A couple of weeks ago I served as a spiritual director for a three day retreat.  Meanwhile, back at the ranch, the boys were killing snakes.

It is a great honor to serve as a spiritual director. The story of each soul is a sacred trust - each woman a child of God, each carrying beautiful, unique gifts, and each bearing the scars of a fallen world.  Every time I serve as a spiritual director, I am healed more deeply as I understand the heart of my Father more clearly.   Whenever a sister finds the courage to share with me the shame of some secret  sin or the deep pain of rejection, I feel my heart quicken with the tenderness of God.  Though I know the truth that there is no shame for anyone in Christ, like my sisters, I have often been tempted to hide in fear or shame.  But when I serve as a spiritual director, the truth of God's mercy expressed in the cross becomes living and active in my soul, like a sharp sword, setting people free.

Swords are made for battle.  That is the other truth which this retreat drove home.  Like it or not, we are engaged in a fight for our lives and the lives of our brothers and sisters.  Sin is real, and its wages are death.
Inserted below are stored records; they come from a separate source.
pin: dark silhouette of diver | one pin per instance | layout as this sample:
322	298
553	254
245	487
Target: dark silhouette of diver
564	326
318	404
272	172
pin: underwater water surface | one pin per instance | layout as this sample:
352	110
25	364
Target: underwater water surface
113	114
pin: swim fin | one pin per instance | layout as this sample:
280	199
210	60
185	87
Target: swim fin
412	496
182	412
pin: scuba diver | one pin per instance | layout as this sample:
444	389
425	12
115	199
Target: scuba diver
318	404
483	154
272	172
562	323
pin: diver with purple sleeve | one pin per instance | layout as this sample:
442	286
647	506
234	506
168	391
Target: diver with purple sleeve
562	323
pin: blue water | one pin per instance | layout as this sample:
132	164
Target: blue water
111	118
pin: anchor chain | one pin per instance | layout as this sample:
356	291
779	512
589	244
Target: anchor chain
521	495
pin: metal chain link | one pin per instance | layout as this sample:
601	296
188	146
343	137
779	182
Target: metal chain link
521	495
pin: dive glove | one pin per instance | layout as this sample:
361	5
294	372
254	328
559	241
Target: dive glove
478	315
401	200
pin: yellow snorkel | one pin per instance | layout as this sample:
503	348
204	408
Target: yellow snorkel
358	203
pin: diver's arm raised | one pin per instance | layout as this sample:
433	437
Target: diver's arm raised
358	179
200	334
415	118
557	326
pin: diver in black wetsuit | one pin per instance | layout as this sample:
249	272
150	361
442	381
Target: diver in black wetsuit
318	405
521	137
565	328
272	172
Not because God is a wrathful God.  No!  Rather, it is the very nature of sin which causes death - just as it is the nature of Ebola to kill its victims.  We have an enemy who loves to entice us to taste the fruit which is pleasing to the eye but poison to the soul.  He is a serpent who whispers, "You shall not surely die.  You will be like God."
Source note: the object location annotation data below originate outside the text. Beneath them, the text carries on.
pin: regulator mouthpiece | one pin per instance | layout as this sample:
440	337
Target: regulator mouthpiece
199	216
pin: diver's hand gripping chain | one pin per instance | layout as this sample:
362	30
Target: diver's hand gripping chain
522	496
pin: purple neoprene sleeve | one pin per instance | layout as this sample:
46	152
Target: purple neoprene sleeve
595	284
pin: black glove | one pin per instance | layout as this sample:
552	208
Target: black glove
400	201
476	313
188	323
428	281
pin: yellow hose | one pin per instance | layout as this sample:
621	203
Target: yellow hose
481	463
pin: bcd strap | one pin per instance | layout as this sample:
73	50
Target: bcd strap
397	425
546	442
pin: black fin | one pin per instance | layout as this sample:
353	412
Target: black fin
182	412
When I was a young child, the Ten Commandments scared me.  I saw illustrations of Moses standing on a mountaintop looking like a madman, the messenger of an angry God shooting lightning bolts to terrify His people.  To this day, I do not doubt that the scene was awesome, but now I hear the commandments very differently.

 I hear a loving Father sternly warning his children to stay way from danger. I hear a merciful God saying.....
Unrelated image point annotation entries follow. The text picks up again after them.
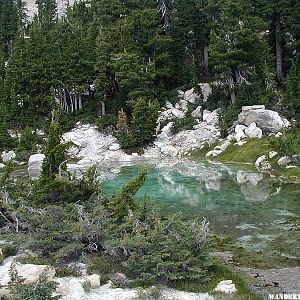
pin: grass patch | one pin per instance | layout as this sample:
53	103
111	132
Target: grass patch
247	153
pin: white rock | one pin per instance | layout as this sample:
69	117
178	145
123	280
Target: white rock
253	107
239	136
35	163
284	161
169	151
245	177
241	143
213	153
239	128
226	286
94	280
206	113
223	146
212	118
197	113
272	154
267	120
114	147
169	105
7	156
31	273
191	96
62	5
180	94
162	139
262	164
168	129
206	90
178	113
253	131
183	105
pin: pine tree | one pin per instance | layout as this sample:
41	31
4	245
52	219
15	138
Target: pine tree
236	50
144	117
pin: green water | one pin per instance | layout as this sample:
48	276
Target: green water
258	212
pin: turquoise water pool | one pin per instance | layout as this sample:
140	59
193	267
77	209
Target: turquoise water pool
258	212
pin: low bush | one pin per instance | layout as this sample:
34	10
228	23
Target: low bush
289	143
186	123
107	121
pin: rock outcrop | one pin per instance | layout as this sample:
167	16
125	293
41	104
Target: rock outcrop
266	120
226	286
35	163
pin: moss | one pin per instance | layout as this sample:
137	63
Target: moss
247	153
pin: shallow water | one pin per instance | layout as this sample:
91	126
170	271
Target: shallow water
258	212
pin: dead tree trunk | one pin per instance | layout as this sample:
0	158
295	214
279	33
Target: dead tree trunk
205	59
278	45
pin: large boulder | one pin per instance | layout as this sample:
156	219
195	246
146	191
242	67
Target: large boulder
253	131
206	90
284	161
198	113
226	286
169	151
28	272
168	129
7	156
35	163
178	113
267	120
262	164
191	96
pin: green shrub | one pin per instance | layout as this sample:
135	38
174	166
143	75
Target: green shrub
6	141
28	140
41	290
167	250
107	121
186	123
288	144
62	191
226	119
144	117
126	140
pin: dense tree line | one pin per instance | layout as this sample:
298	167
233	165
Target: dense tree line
116	52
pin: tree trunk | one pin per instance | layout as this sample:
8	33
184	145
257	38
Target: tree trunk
80	102
102	109
205	58
232	96
278	50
 You shall have no other gods before me (because I am your Maker and your Husband.  I am the Way and Truth and the Life.)

You shall not commit adultery (because I am a faithful lover.  Unfaithfulness hurts your souls; it destroys families; it undermines the trust of your children.)

You shall not bear false witness against your neighbor (because you were meant to live in the truth.  Lying leads to fear, to hiding, to violence.)

You shall not covet (because all My riches are yours.  You and your neighbor are one Body, dependent on one another.)

I believe this was God's intent from the beginning, but before Jesus walked among us and died for us, it was hard for us to hear the because clause.   I sometimes wonder about that.  Could God have explained a little more, expounded a bit on His reasoning?  Could He have spoken more softly perhaps?  

Then I remember that sin is a life and death matter.  When my toddler is reaching out to touch a poisonous snake, I don't take time to look into her eyes and explain the nature of venom.  I yell "Stop!" loud and clear, and if she cries in fear, I don't  sweat it.  Of course when the danger passes I scoop her in my arms and hug her tight because love is my motive and my goal.

The thirty women at this retreat each had several snake bites - some the result of their own sin, some the result of other people's sin.  Thanks to the cross, they were able to look on Jesus and live.  But how much stronger would the Body of Christ be if we listened to the warnings of our Father and avoided the snakes more diligently?

When the retreat was over, I went back to my cabin, shut the door and cried tears of relief, of love, of gratitude, of exhaustion. Then I walked into the bathroom and saw a scorpion.  My first instinct was to let it be.  It was no threat to me as long as I didn't touch it.  My roommate had already packed and left.  But once again, I felt my spirit quicken.  I couldn't leave that scorpion to breed.  There would be people in the cabin after me, and I couldn't put them at risk through my passivity.  So I pushed through my revulsion and stomped on the creature.

Meanwhile, back at the ranch, the boys were killing a rattlesnake.